Jackson hopes to get the issue on the ballot in November of this year or March of next.
The proposed hike would raise the current 2 percent tax to 2.5 percent and would, Jackson said, generate an additional $83.5 million for the city.
All that extra money is required, Jackson said, to pay for the costly Consent Decree and to sustain the city’s current level of service (which would be impossible otherwise, due to funding cuts from the state).
Jackson told cleveland.com reporters and editors in a private meeting that if voters do not approve the measure, city residents can expect a “devastating decline” in quality of life.
A devastating decline?
“In short, more potholes, more blight,” cleveland.com wrote, “unplowed snow and slower police response.”
Though the city income tax hasn’t been raised since 1981, and though some city councilpeople — Zack Reed, notably — say they’d support the increase if for no other reason than to get more police officers on the streets, Jackson’s language is surprisingly threatening:
“The choice people will have is, do you want a structurally balanced budget that increases capacity to deliver services, or do you want a budget that is balanced but reduces service and lays off people?” Jackson asked his receptive audience at cleveland.com.
It’s distressing that Jackson felt compelled to frame it as an either/or proposition, especially because it’s not like his administration has done everything in its power to maximize efficiency. (And that doesn’t just mean layoffs.)
The division of waste collection, for instance, was last month revealed to have consumed 274 percent more than it had budgeted for overtime because workers were chronically absent, even when they were clocked in. In February of 2015, the commissioner of the division of streets was demoted after a “fiasco” when snow plows abandoned city protocol.
Shouldn’t it be incumbent upon Jackson, when he’s asking residents to pony up yet again, to prove that a tax increase is a last resort?
This article appears in Jan 27 – Feb 2, 2016.


Lazy journalism. No mention of how the decreased tax rates from Kasich severely limited funding provided to Ohio cities?
Lazy Journalism. No mention of the real driver, pensions contributions to city workers, cops, firemen, teachers, etc. If they were moved to a defined contribution plan, like every other worker outside of govt employment, there would be plenty of money for potholes.
The city would set the pace for the entire area with a city tax increase because the suburbs would all soon follow. The bad thing about it is that the city has less revenue because of the lack of working residents to pay taxes, so the people who remain and the people who work in the city will have to foot the bill for the city’s decision to sit back and watch as the population continues to decline without doing much to try to reverse that long standing trend. I say sell bonds and build
apartments and condominiums with views of the lake to middle class people who would contribute to the city in new housing surrounded by retail, services and entertainment connected by atriums,
retail tunnels and bridges like the ones in Montreal (people avoid the cold of winter) and Houston (people avoid the heat of summer).

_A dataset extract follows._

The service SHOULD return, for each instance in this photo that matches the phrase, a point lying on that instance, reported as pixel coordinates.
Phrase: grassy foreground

I have been told that the city is not in the housing construction business, but there has been plenty low income housing built over the past 50 years and many programs that keep poor people poor, and the city in decline. With many neighborhoods in very bad shape, there could be rebuilding of some of those areas too in order to attract working people who would both pay city income taxes and property tax on more valuable homes. The project by the W44th street exit from I90 that included 12 new townhomes, and was surrounded by poverty, could not be successful because neither I nor anyone I know would want to pay premium price for a new home surrounded by run down old homes
and no stores or services. The only way I would consider voting for a tax increase would be if there were
vast improvements in the quality of life because of the new development that attracts new working people and make this city a much better place to live.
“The division of waste collection, for instance, was last month revealed to have consumed 274 percent more than it had budgeted for overtime because workers were chronically absent, even when they were clocked in”
um, yeah, that sounds like something you might want to look into if you’re the boss.